Voter fraud is a dangerous myth
If Donald Trump looses the election on Tuesday Nov. 3, he will seek to remain president for a second term by claiming voter fraud. This is what he did after losing the popular vote in 2016. And throughout his term in office he has hammered home among his supporters the idea that votes cast against him are fraudulent.
Voter Fraud is a very risky crime. It is a felony and carries a penalty of 5 years in prison and a $10,000 fine. Considering how little any individual fraudulent voter might stand to gain against the potential for punishment, it is difficult to understand why anybody would run the risk of committing it. In fact, very few people do.
According to a study conducted by Loyola Law professor Justin Levvitt, there were only 31 credible cases of voter fraud from 2000 to 2014 among more than 1.7 billion votes cast during that period. In spite of the president’s claims of massive fraud in the states where he lost, only four credible cases emerged after the 2016 election. That hasn’t kept the president from trying to convince the American people not to trust the results of their elections.
Following the 2016 election in which President Trump fell short by more than 2 million votes, the president set up Voting Integrity Commission which was given the job of substantiating his rationale for actually loosing the popular vote. The man tasked to spearhead this effort was Kris Kolbach. After two years, the commission was unable to produce a report or produce any hard evidence backing up President Trump’s claims, and he disbanded it.

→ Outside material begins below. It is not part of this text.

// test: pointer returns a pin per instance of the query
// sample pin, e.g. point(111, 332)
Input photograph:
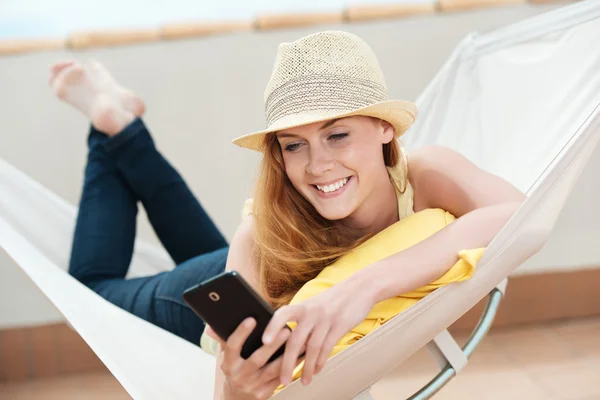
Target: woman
point(332, 178)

A right-wing legal organization called the Public Interest Legal Foundation issued an alarming report entitled “Alien Invasion in Virginia” which claimed that thousands of double votes were cast in battleground states. Several of the specific individuals cited in the report subsequently sued the foundation, and it was forced to publicly withdraw the claims and apologize.

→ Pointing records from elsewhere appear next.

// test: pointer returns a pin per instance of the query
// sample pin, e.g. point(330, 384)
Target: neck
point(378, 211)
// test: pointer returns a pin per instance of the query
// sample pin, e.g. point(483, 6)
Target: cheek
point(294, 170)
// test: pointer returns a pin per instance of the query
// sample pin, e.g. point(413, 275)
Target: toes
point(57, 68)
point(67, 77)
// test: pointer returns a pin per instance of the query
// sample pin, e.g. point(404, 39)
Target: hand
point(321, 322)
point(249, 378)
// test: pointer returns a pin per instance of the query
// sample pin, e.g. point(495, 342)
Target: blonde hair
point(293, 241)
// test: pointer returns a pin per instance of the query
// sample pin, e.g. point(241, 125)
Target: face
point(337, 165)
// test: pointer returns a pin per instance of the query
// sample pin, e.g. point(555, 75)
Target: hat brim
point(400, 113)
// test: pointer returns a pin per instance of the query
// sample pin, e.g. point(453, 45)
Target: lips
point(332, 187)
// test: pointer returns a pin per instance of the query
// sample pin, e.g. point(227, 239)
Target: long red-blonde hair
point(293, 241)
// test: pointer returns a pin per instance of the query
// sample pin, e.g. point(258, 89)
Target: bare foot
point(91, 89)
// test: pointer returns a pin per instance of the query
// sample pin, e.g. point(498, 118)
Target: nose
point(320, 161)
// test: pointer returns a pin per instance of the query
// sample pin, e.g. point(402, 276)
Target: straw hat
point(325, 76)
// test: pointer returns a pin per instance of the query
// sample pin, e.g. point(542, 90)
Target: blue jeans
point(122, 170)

Ironically, the best documented case of election fraud turned up in North Carolina’s Ninth Congressional District in 2018 and it involved a Republican candidate, Mark Harris. What took place involved a campaign consultant who collected absentee ballots from voters, possibly throwing away votes cast for his opponents and delivering the rest to the local election board. The consultant was caught, and Harris’s election was disqualified. Episodes like this one clarify why the law requires that you personally deliver or mail in your ballot.
The fact is, conducting an honest election is not a trivial task and unintentional registration errors do occasionally crop up despite the best efforts of local election workers to keep that from happening. More than 14% of Americans move every year, and that accounts for a large number of the purported double registrations. Many people have the same name, and among any collection of 180 people, it is likely to find two people with the same birthday.
When President Trump disbanded the Voting Integrity Commission after it failed to find a significant number of fraudulent voters, he transferred the project to the Border Protection and Immigration section of Homeland Security. The goal going forward will be to link voting to a special kind of driver’s license that requires an onerous amount of paperwork and documentation to obtain called “Real ID.” Since a good number of people either don’t have the required documents in their possession or do not have the time to wait in line at the DMV to obtain this kind of clearance, using Real ID to establish the right to vote would disenfranchise countless millions of voters and amount to the largest single act of voter suppression in the nation’s history. Not surprisingly, no states have climbed aboard this initiative, but the federal government has been successful in forcing many states to issue Real ID drivers licenses, and by the beginning of next year, citizens will be unable to travel by plane without having either a passport or a Real ID drivers license.
Voting is the fundamental affordance of citizenship in a democracy, and when its validity is compromised by an administration seeking to limit the franchise to likely supporters, the country that allows this to happen can no longer be called a democracy.